When we pass in our implementation, we use the same basic construct except we add variable names to the parameters and the implementation after the ugly symbol. We cheated in our example by not having any parameters. You might think that because the method tells what types the variables are you could skip the type declaration. You’d be dead wrong. Consider the example the spec provides (granted this is from the original specs:
// Define it
{int,int=>int} math;
// Assign it
math = {int x, int y =>
return x + y;
};
// Invoke it
assert 2 == math.invoke(1, 1);
Edit: I had to revise my initial reactions based on the input from commenters. The Java spec has come a long way. Although it’s not perfect (and what in life is?), it is a vast improvement over what we once had. The critical part of Java closures is that they are really closures. That means that you can reference variables declared outside the closure (you can’t do that with anonymous inner classes), and they enable more flexible, robust, and readable code. At least on the calling side of things. Java will never match the simplicity and elegance of Ruby, but this time it will be much improved.

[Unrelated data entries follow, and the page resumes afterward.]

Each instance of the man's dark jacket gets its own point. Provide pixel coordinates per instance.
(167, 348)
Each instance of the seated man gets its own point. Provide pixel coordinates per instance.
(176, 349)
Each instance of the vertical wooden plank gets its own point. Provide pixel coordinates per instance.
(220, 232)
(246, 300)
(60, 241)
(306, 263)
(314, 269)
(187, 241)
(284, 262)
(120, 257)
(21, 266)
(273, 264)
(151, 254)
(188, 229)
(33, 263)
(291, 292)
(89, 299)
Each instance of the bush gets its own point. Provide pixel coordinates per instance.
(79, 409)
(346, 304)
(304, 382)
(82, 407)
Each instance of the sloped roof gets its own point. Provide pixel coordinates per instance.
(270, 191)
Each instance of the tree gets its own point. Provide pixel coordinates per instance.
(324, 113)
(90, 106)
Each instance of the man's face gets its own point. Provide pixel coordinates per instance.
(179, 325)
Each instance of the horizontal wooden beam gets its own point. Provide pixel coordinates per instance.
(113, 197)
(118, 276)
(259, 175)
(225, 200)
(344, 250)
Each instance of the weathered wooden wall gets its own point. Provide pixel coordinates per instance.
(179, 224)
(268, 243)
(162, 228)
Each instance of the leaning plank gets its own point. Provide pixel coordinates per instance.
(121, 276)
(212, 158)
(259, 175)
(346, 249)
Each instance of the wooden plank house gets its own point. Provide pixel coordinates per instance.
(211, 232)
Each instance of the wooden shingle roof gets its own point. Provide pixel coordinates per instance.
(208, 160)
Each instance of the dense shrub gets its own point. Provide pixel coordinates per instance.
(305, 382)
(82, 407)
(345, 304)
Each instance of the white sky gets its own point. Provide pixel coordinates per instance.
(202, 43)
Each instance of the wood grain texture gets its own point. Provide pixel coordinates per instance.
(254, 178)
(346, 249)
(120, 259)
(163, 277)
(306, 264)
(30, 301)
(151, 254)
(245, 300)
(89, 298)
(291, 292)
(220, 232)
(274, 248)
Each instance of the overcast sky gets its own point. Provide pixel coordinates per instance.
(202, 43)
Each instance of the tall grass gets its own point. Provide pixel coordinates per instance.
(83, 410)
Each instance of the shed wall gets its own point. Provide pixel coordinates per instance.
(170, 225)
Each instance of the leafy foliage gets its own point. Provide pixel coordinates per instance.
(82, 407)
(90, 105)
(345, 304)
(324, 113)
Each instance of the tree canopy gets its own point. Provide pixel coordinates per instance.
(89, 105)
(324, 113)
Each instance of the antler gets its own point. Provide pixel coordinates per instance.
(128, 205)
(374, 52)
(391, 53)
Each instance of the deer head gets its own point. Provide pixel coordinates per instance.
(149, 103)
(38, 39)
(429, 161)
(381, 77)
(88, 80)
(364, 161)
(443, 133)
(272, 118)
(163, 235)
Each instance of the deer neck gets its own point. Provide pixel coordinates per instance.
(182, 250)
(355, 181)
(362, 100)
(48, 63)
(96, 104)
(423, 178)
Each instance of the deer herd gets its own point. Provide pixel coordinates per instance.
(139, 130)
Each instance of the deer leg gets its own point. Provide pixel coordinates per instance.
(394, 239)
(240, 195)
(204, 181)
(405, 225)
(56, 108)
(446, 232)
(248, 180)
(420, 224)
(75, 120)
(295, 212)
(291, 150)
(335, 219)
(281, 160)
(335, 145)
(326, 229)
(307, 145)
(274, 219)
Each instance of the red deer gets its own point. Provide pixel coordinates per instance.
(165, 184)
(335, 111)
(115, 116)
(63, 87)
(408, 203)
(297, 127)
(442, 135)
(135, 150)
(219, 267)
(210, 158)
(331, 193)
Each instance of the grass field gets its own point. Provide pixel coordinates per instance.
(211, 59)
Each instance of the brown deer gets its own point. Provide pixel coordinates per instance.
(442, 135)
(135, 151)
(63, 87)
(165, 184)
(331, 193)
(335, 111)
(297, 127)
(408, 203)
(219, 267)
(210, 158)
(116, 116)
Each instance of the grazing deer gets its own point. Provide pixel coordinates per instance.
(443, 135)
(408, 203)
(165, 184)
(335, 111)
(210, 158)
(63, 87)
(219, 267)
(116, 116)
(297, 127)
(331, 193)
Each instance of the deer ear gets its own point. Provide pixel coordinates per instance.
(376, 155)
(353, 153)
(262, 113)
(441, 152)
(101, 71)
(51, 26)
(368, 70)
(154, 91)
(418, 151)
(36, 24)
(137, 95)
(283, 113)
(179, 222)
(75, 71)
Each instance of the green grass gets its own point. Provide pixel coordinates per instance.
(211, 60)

The Languages Are Different, Play to Their Strengths
What I don’t want you to do is walk away with the impression that Ruby is great and Java sucks. I work with both technologies, one because I want to and the other because I’m paid to. They both have their strengths, design idioms, and code aesthetic. The important thing is to play up the strengths of the language you are using.
Just because a solution is elegant in one language doesn’t mean the same approach translates well to another. Sometimes it’s just plain impossible. Other times, the overall approach is fantastic, but the implementation will have to have subtle differences based on the language you are using. That’s OK too. My Java ActionPack is based on most of the design principles of Ruby’s action-pack (part of Rails), but they are done in a very Java way. They evolved differently, appealing to what is considered elegant and good code for the respective languages they are written for.
Edit: It appears that there are quite a few things I don’t quite get about the Java closure spec. Until we have something solid to play with, everything said is academics. Neal Grafter is the headmaster for the spec, and he should know better than I about what can and can’t be done with it.